So what's your favorite JW joke?

by TresHappy 14 Replies latest social humour

  • TresHappy
    TresHappy

    My favorite one is: what happens when your cross a Jehovah's Witness with an atheist? Someone who knocks at your door for no apparent reason. I love this joke. Don't ask me why...

  • loosie
    loosie

    I've got got two:

    Jehovah's Witness Virus: Deletes all but 144000 select files.

    Two Jehovah's Witnesses were going door to door, and knocked on the door of a woman who was not happy to see them. The woman told them in no uncertain terms that she did not want to discuss religion and then slammed the door in their faces.
    To her surprise, the door did not close. In fact, it bounced back open.
    Seeing the two Witnesses still standing at the door infuriated her further.
    She stormed back to the door and flung it shut, but the door still didn't close.
    She grabbed the door with two hands and shoved it as hard as she could, but again, the door wouldn't shut.
    Convinced one of these rude church members was sticking a foot in the door, she reared back to give the door a slam that would really teach them a lesson.
    Just then, one of the JWs said, "Ma'am, before you do that again, you might want to move your cat."

  • talesin
    talesin

    St. Peter is showing somoeone around heaven. He explains that each religion has its own room.

    As they walk past the first open door, he says "These are the baptists, they are having a church supper."

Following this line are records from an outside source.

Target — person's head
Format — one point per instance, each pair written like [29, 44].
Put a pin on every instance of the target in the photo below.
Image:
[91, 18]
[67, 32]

    And the next door, "These are the RC, they are having a bingo."

    And so on.

    Finally they are coming up to a closed door. St. Peter puts his finger to his lips and stage whispers "Shhh, those are the JWs, they think they are the only ones up here."

  • talesin
    talesin

    A man is standing at the bus stop, dressed in a plain suit, white shirt w/ tie, holding a briefcase.

    The woman standing next to him strikes up a conversation, and asks "Are you one of Jehovah's Witnesses?"

    Man replies, "Lady, don't try to get me involved, I didn't even see the accident!"

  • Satanus
    Satanus

    I like the cat in the door one, mainly cuz that's where the little buggers furballs like to be.

    S

  • Dimples
    Dimples

    Found this and thought it was funny....

    Three Religious Truths

    Jews do not recognize Jesus as the Messiah.
    Protestants do not recognize the Pope as the leader of the Christian faith.
    Jehovah's Witnesses do not recognize each other at the porn shop.

    DIMPLES

  • joelbear
    joelbear

    What is big and purple and rotten?

    Babylon the Grape

  • Legolas
    Legolas
    St. Peter is showing somoeone around heaven. He explains that each religion has its own room.

    As they walk past the first open door, he says "These are the baptists, they are having a church supper."

    And the next door, "These are the RC, they are having a bingo."

    And so on.

    Finally they are coming up to a closed door. St. Peter puts his finger to his lips and stage whispers "Shhh, those are the JWs, they think they are the only ones up here."

    LMAO............Like Homer Simpson would say...'It's funny because it's true!'.

  • Justin
    Justin

    The name of the brother who gave the talk on discipline was Seymore Burnbutts.

  • Quentin
    Quentin

    How can you tell the difference between a dead JW and a dead dog in the middle of the highway?

    The dog has skid marks in front of it.